Creating an Online School: Content Users Deserve

Barry Kelly
Jun 26, 2014 6:11:00 AM

The Internet has changed the way we learn. It's like being able to tap into not only every library in the world, but every newsstand and home bookshelf too. Whether we're looking to tie a tie or to re-tile a bathroom, we always look online to see what we can learn. Oftentimes, however, the answers we find just aren’t sufficient. YouTube videos and FAQs can only tell us so much. They might be able to answer a few questions, but rarely do they have the ability to actually teach. Providing an online course with a linear learning structure that is easy-to-navigate, intuitive, and organized can make a tremendous difference in your customers' learning experience. Being well-organized and having effective educational content can revitalize your brand and develop your customers' trust.


Online courses take the ease of the Internet and couple it with the effective teaching strategies of classrooms in the real world to bring a fully-fledged learning experience to lifelong learners like you and me. Say you just bought a new camera; with an online course you could investigate all of the features, move forward at your own pace, quiz yourself to test your knowledge, and learn all of the ins and outs through structured lesson plans, rather than simply fiddling around until something clicks or fumbling around with an instructional manual.
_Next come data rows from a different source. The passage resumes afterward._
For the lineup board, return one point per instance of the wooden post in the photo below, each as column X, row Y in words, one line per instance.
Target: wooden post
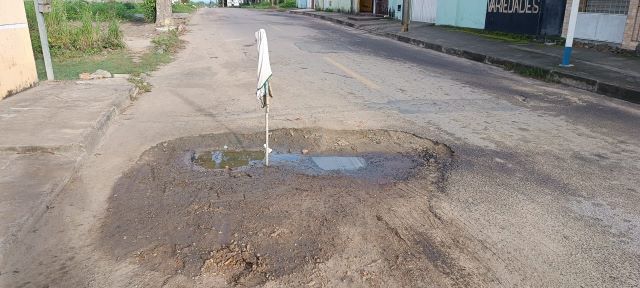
column 406, row 15
column 44, row 40
column 266, row 125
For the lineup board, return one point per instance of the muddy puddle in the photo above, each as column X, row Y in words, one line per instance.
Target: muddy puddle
column 330, row 203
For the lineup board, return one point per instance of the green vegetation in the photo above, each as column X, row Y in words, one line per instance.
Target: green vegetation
column 184, row 8
column 148, row 8
column 86, row 36
column 101, row 11
column 82, row 33
column 116, row 62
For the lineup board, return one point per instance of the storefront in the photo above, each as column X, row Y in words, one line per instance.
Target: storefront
column 532, row 17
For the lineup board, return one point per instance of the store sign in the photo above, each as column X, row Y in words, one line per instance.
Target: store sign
column 514, row 16
column 514, row 6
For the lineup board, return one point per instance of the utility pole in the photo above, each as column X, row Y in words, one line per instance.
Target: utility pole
column 568, row 45
column 163, row 13
column 406, row 12
column 41, row 7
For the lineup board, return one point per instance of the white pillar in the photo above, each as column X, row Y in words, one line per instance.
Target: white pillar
column 568, row 45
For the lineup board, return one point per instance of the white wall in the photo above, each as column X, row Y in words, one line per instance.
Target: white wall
column 600, row 27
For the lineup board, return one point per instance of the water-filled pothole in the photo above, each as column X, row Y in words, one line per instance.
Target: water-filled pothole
column 183, row 212
column 244, row 159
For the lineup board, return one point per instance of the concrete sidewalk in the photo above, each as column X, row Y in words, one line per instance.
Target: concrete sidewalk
column 46, row 132
column 603, row 73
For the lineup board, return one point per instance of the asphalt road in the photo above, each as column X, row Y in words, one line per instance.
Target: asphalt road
column 544, row 186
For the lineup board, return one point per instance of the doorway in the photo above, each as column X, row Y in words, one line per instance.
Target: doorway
column 366, row 6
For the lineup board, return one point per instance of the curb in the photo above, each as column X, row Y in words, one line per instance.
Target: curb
column 532, row 71
column 84, row 148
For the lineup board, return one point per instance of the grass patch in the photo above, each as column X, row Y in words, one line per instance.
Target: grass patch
column 79, row 32
column 117, row 61
column 184, row 8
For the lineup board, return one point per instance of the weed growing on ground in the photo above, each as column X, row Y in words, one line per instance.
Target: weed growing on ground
column 149, row 10
column 140, row 83
column 184, row 8
column 81, row 34
column 117, row 61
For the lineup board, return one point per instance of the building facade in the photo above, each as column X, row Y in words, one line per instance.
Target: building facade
column 611, row 21
column 17, row 65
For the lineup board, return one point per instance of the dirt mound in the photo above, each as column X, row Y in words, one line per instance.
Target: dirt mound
column 238, row 263
column 279, row 225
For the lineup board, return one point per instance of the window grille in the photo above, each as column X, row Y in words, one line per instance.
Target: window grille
column 605, row 6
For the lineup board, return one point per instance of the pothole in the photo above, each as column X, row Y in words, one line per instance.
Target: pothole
column 221, row 213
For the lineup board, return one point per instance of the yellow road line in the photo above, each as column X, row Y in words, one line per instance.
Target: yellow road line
column 370, row 84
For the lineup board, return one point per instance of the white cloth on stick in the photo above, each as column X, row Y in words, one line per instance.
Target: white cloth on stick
column 264, row 66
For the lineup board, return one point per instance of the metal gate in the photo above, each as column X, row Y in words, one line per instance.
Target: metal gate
column 602, row 20
column 424, row 10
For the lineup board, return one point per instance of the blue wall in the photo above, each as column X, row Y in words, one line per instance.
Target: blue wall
column 462, row 13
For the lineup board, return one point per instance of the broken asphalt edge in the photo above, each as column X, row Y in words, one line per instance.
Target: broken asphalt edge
column 85, row 147
column 542, row 73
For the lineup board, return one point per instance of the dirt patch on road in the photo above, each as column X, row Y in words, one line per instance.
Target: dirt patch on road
column 284, row 226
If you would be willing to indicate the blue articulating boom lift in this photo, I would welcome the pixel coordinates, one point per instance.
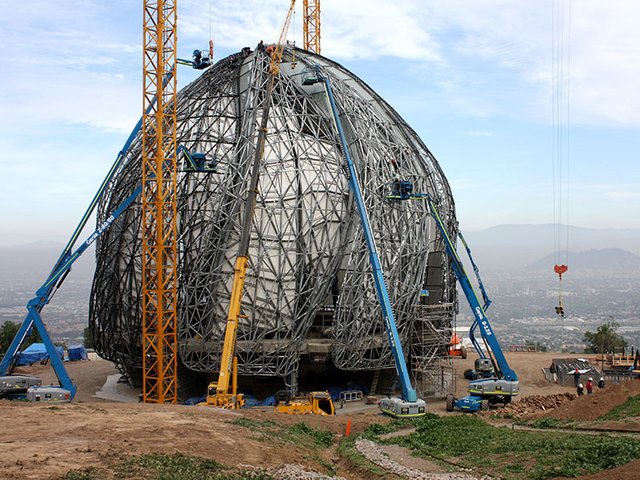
(409, 405)
(16, 386)
(500, 383)
(12, 385)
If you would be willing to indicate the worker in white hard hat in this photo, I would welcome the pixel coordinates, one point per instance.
(589, 386)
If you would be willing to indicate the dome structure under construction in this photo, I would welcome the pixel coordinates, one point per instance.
(309, 296)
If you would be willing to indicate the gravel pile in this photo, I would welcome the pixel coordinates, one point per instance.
(537, 403)
(374, 453)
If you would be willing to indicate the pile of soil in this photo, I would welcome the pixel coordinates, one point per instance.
(601, 402)
(533, 404)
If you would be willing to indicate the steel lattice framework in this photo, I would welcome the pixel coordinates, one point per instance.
(308, 289)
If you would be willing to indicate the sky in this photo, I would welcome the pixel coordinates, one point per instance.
(474, 79)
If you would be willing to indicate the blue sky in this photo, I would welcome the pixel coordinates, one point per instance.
(473, 78)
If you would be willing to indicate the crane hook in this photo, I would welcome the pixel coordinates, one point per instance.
(560, 269)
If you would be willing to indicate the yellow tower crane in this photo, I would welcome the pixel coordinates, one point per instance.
(159, 183)
(223, 393)
(311, 25)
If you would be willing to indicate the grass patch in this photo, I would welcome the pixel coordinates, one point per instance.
(181, 467)
(84, 474)
(347, 451)
(630, 408)
(470, 442)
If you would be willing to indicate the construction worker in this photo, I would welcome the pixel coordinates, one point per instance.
(576, 376)
(589, 386)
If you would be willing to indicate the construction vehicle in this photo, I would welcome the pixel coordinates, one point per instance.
(409, 405)
(456, 348)
(200, 59)
(19, 386)
(317, 403)
(223, 392)
(497, 382)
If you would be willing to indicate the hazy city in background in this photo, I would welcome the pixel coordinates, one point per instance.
(516, 264)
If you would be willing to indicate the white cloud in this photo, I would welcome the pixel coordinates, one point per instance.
(481, 133)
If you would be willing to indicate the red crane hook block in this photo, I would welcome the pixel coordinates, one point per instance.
(560, 269)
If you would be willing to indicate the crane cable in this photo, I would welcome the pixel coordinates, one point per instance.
(561, 85)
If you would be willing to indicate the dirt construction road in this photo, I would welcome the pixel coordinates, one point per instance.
(48, 440)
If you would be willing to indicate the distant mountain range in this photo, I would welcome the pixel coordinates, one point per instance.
(497, 248)
(606, 259)
(516, 246)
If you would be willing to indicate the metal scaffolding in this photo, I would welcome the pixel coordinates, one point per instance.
(308, 289)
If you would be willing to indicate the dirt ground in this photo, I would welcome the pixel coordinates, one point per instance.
(46, 441)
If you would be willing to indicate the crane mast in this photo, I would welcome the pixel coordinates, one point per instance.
(311, 25)
(159, 209)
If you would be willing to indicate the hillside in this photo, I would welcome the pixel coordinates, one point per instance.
(93, 439)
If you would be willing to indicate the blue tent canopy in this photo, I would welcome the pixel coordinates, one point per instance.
(36, 352)
(77, 352)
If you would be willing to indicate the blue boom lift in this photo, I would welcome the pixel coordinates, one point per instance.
(409, 405)
(16, 386)
(498, 383)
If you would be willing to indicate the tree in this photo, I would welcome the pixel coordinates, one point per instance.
(605, 339)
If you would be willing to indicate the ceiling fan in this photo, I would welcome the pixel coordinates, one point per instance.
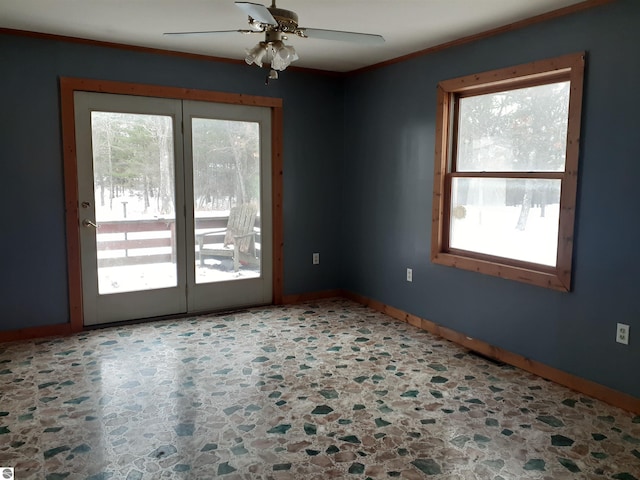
(276, 23)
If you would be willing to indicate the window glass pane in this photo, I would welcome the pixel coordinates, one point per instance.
(511, 218)
(517, 130)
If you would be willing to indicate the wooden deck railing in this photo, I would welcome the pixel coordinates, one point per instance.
(135, 242)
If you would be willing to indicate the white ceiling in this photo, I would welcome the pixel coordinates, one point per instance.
(407, 25)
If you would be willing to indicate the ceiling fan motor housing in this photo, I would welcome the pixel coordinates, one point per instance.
(287, 20)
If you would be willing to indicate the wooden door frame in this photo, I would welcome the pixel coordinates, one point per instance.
(70, 85)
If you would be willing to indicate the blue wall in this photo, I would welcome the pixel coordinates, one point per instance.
(361, 148)
(33, 266)
(388, 181)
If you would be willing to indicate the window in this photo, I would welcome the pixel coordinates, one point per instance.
(506, 168)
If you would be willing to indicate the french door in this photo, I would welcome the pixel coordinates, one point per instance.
(161, 186)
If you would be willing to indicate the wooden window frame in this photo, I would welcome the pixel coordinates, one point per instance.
(568, 67)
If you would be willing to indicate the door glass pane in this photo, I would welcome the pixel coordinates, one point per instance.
(506, 217)
(134, 185)
(226, 178)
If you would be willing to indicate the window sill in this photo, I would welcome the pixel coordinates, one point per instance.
(546, 279)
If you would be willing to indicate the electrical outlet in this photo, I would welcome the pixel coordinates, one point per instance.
(622, 334)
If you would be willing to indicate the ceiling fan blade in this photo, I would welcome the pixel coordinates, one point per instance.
(258, 12)
(363, 38)
(207, 32)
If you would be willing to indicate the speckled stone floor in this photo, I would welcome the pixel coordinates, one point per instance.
(314, 391)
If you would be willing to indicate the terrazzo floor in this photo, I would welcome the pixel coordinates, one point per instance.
(314, 391)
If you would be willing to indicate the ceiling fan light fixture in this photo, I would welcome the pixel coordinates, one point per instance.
(274, 53)
(257, 54)
(283, 56)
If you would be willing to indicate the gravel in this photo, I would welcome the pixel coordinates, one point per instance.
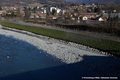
(67, 52)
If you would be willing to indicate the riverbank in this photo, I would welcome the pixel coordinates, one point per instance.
(108, 46)
(67, 52)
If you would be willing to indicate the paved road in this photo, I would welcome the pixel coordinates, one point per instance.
(84, 33)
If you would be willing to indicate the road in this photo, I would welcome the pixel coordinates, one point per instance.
(83, 33)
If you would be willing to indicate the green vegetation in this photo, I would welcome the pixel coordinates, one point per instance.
(101, 44)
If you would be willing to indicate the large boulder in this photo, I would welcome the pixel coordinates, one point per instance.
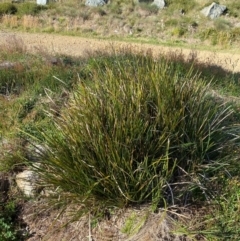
(214, 10)
(95, 3)
(159, 3)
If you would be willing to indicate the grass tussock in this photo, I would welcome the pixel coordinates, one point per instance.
(136, 131)
(125, 128)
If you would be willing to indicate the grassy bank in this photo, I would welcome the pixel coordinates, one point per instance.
(125, 129)
(181, 22)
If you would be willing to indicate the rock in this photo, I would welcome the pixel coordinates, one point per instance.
(214, 10)
(159, 3)
(26, 182)
(7, 65)
(95, 3)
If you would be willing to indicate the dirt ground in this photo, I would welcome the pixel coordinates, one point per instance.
(44, 226)
(79, 46)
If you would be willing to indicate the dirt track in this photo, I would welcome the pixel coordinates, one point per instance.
(78, 46)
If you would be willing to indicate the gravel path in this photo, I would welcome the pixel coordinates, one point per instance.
(79, 46)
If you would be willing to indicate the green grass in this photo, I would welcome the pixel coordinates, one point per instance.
(124, 129)
(138, 130)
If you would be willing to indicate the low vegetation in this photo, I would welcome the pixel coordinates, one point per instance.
(181, 22)
(124, 129)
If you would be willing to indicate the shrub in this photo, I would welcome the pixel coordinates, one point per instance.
(135, 131)
(7, 8)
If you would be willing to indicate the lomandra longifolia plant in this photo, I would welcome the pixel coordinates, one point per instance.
(134, 131)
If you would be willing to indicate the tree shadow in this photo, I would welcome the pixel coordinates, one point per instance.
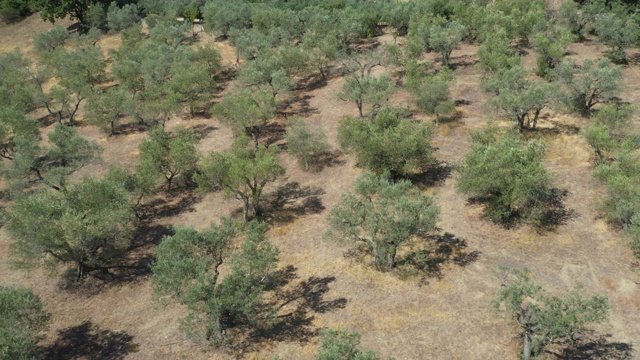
(556, 213)
(88, 341)
(452, 119)
(273, 132)
(462, 102)
(298, 106)
(427, 261)
(172, 204)
(328, 159)
(551, 214)
(590, 346)
(463, 61)
(296, 306)
(203, 130)
(129, 128)
(435, 175)
(134, 266)
(291, 201)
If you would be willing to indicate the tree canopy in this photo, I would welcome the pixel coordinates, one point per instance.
(507, 173)
(187, 270)
(88, 225)
(382, 216)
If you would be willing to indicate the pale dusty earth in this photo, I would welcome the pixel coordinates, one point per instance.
(446, 317)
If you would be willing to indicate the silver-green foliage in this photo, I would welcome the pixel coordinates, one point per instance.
(337, 344)
(168, 156)
(592, 83)
(187, 270)
(383, 216)
(242, 172)
(507, 173)
(545, 319)
(89, 224)
(389, 142)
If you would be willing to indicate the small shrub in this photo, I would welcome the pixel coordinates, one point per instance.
(121, 18)
(12, 11)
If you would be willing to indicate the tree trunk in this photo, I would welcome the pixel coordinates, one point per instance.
(526, 353)
(245, 210)
(79, 272)
(521, 122)
(391, 256)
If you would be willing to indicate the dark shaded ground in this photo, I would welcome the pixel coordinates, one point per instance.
(591, 347)
(88, 341)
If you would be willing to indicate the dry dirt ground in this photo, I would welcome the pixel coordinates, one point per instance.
(445, 316)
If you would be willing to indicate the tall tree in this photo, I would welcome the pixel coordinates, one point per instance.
(444, 38)
(52, 166)
(89, 225)
(520, 98)
(383, 216)
(187, 269)
(59, 9)
(545, 319)
(247, 112)
(618, 32)
(592, 83)
(306, 144)
(608, 132)
(107, 108)
(389, 143)
(168, 155)
(243, 171)
(507, 173)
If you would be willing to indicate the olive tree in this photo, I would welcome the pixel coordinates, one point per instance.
(59, 9)
(187, 270)
(431, 93)
(593, 83)
(383, 216)
(496, 54)
(242, 172)
(618, 33)
(545, 319)
(221, 16)
(22, 318)
(620, 205)
(608, 131)
(367, 91)
(362, 87)
(551, 45)
(107, 108)
(506, 173)
(15, 123)
(337, 344)
(15, 90)
(247, 112)
(88, 225)
(78, 70)
(306, 144)
(444, 38)
(389, 143)
(519, 98)
(169, 156)
(52, 166)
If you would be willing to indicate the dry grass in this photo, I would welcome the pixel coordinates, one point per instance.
(447, 318)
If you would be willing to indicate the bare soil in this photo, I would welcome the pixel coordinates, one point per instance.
(445, 316)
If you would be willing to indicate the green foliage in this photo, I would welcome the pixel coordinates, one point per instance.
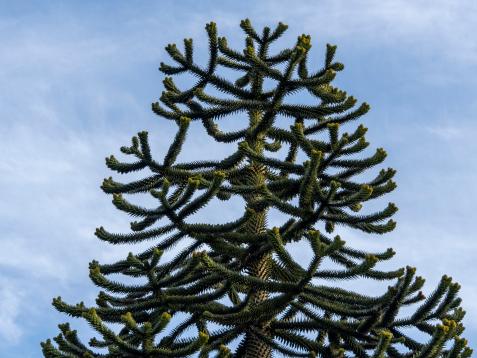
(237, 280)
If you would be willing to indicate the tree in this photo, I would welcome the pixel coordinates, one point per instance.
(238, 281)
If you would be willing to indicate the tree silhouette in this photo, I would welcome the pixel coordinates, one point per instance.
(237, 281)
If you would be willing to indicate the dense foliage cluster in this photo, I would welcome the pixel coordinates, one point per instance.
(237, 281)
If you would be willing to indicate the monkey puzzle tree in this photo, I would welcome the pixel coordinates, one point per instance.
(237, 281)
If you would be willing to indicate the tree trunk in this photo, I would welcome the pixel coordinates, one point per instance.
(260, 267)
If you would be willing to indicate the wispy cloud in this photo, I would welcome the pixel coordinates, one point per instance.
(76, 84)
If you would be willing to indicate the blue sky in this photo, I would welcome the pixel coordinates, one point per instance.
(77, 80)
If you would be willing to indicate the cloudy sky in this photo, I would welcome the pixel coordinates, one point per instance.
(77, 80)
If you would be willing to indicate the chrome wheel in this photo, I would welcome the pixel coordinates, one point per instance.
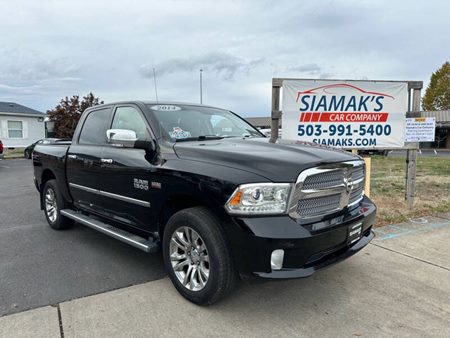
(189, 258)
(51, 207)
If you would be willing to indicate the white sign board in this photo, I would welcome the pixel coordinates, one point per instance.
(420, 129)
(345, 114)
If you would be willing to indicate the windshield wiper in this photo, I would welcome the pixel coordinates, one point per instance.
(200, 138)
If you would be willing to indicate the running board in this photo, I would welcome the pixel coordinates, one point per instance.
(141, 243)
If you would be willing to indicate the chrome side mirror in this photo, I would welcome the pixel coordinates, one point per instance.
(121, 137)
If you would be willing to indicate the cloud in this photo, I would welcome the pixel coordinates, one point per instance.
(225, 65)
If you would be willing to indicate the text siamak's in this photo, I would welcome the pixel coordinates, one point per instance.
(341, 103)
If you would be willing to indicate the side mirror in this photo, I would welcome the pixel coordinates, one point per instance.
(121, 137)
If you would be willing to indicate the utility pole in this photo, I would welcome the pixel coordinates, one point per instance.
(156, 88)
(201, 86)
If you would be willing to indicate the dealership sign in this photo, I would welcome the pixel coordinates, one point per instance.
(346, 114)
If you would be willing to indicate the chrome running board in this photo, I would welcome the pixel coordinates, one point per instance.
(141, 243)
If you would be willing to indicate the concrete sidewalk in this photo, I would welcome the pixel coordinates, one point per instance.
(398, 286)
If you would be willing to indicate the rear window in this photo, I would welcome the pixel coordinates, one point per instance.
(95, 127)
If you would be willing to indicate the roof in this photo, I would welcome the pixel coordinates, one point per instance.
(17, 109)
(162, 103)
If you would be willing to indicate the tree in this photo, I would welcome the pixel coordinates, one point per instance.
(437, 95)
(67, 113)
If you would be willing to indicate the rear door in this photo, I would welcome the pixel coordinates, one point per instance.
(84, 160)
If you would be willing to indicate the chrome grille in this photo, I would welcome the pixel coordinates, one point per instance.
(323, 181)
(358, 173)
(322, 190)
(319, 205)
(355, 195)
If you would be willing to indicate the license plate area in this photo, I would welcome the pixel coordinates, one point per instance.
(354, 232)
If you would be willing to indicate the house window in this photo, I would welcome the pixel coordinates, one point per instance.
(15, 129)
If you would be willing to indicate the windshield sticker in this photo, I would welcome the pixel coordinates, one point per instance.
(179, 133)
(165, 107)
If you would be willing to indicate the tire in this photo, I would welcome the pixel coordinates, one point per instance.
(212, 254)
(53, 204)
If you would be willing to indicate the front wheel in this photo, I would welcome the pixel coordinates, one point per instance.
(198, 257)
(53, 204)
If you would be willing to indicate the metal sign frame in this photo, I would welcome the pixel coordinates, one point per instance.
(414, 95)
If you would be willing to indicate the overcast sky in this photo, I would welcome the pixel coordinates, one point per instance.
(50, 49)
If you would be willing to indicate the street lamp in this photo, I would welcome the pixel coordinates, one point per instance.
(201, 86)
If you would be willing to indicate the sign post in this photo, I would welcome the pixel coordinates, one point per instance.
(411, 152)
(349, 114)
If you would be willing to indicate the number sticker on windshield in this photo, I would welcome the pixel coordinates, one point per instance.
(165, 107)
(179, 133)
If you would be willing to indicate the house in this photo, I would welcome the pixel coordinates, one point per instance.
(19, 125)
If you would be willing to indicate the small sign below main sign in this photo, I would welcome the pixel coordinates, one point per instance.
(420, 129)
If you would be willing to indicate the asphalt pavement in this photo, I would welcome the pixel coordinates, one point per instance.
(40, 266)
(398, 286)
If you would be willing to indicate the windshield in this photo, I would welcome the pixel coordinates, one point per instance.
(184, 123)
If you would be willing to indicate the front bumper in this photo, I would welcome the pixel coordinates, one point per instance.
(307, 247)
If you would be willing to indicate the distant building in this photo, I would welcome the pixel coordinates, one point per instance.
(19, 125)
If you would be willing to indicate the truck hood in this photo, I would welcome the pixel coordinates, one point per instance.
(279, 162)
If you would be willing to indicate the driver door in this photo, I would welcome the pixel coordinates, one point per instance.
(126, 175)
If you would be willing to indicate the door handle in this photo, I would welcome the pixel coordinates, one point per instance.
(107, 160)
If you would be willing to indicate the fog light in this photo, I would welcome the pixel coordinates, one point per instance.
(276, 260)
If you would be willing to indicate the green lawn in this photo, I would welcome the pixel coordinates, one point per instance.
(388, 188)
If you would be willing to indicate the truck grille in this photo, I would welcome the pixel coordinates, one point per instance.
(327, 189)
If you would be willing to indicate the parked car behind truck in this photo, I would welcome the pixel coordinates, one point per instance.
(208, 189)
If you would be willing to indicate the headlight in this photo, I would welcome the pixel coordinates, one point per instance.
(259, 199)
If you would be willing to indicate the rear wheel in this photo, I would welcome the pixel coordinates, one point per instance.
(197, 256)
(53, 204)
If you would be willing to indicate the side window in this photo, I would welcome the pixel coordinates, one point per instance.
(131, 119)
(95, 126)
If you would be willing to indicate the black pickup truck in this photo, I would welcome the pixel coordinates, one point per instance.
(213, 193)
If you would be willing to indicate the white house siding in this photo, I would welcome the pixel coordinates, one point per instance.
(33, 128)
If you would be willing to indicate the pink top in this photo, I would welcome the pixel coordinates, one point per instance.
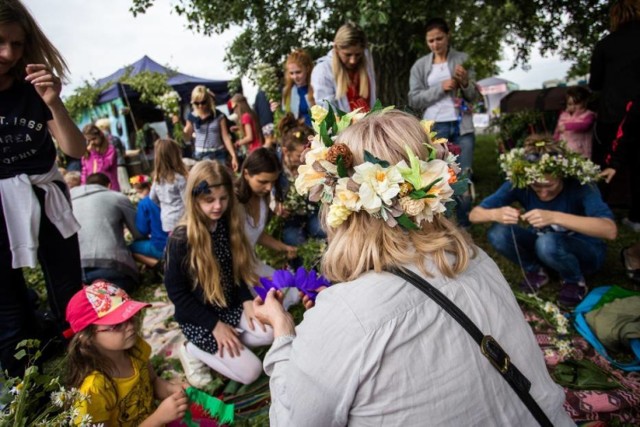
(106, 163)
(246, 119)
(577, 131)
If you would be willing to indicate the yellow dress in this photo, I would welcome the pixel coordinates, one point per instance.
(134, 401)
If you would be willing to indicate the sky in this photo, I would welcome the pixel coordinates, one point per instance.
(97, 37)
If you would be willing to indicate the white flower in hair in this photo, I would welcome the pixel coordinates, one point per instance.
(378, 185)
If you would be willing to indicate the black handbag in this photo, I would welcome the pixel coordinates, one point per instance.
(488, 345)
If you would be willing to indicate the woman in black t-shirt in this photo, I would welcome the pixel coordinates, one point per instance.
(31, 112)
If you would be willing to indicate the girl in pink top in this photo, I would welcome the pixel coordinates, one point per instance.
(576, 122)
(250, 130)
(100, 156)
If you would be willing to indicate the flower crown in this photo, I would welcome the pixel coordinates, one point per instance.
(525, 169)
(399, 194)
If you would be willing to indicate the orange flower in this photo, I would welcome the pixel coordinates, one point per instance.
(452, 177)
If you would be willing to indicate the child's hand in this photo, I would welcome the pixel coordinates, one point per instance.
(172, 408)
(252, 320)
(227, 338)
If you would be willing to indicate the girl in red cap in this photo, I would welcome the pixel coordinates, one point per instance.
(109, 362)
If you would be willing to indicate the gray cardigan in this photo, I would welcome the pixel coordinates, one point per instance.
(377, 351)
(102, 214)
(421, 96)
(324, 84)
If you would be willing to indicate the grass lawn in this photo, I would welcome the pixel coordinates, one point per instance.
(487, 179)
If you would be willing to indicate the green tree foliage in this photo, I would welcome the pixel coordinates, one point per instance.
(395, 28)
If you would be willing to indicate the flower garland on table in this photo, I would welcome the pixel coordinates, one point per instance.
(554, 317)
(525, 169)
(404, 194)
Here are three reasons why creating an online school provides a much better option than FAQs and how-to videos for companies that care about their customers' product adoption.


1. Creating an online school delivers a MORE FULL experience.

Throughout grade school, teachers always said the same thing, "Reading CliffNotes isn't the same as reading the actual book," and they were right. A book is more fulfilling — you get the subplots and the feel of how scenes flow into one another, whereas CliffNotes just answer basic questions, a shell of an experience.


The same sort of divide exists between taking an Online Course versus consulting a how-to video. The former offers a more well-rounded, complete education. Learners are presented with information in multiple ways and they are given the opportunity to quiz themselves to test that knowledge and make sure that their comprehension improves as they move along. An online course presents a learner with all of the information necessary to take on a task, or to become familiar with an activity, whereas FAQ sheets and how-to videos often leave much to be desired, forcing the customer to consult other sources.


2. You can easily change and adapt courses.

Online courses, especially those created with the Thought Industries platform, can be easily edited, altered, and re-designed, literally within seconds. When there's a flaw in a lesson plan or an instructor has an epiphany of how to improve a course online, they can fix it instantly. How-to videos, because of the high price and time commitment required for production, aren't nearly as adaptable. Editing and re-producing videos can take weeks, in the meantime leaving customers with a subpar product. eLearning also provides data about the ways in which customers interact with your online courses, empowering you to adjust them as necessary to optimize their effectiveness.


3. You can appeal to a multitude of learners.

By creating an online school, you can appeal to a variety of learning styles through a mix of different mediums and teaching strategies. As Edudemic describes, there are 7 different learning styles: Visual, Aural, Verbal, Physical, Logical, Social, and Solitary. With text, videos, diagrams, quizzes, class notes boards, informational slides, and access to an instructor, online courses can appeal to any type of learner. Videos and FAQ sheets lose the interactive component that can be so crucial for many learners, and they also prevent you from presenting information from a variety of angles. When you engage all of the different learning styles, you broaden your possible reach to engage both learners and potential clientele. An audio clip can help an aural learner, while a social learner can benefit from being able to message back and forth with an instructor. When customers know that you can help provide them with the skills and information they want, they'll turn to you for their other purchasing needs as well. Creating an online school is an important step towards creating longterm relationships with customers who know that you can meet their needs and exceed their expectations.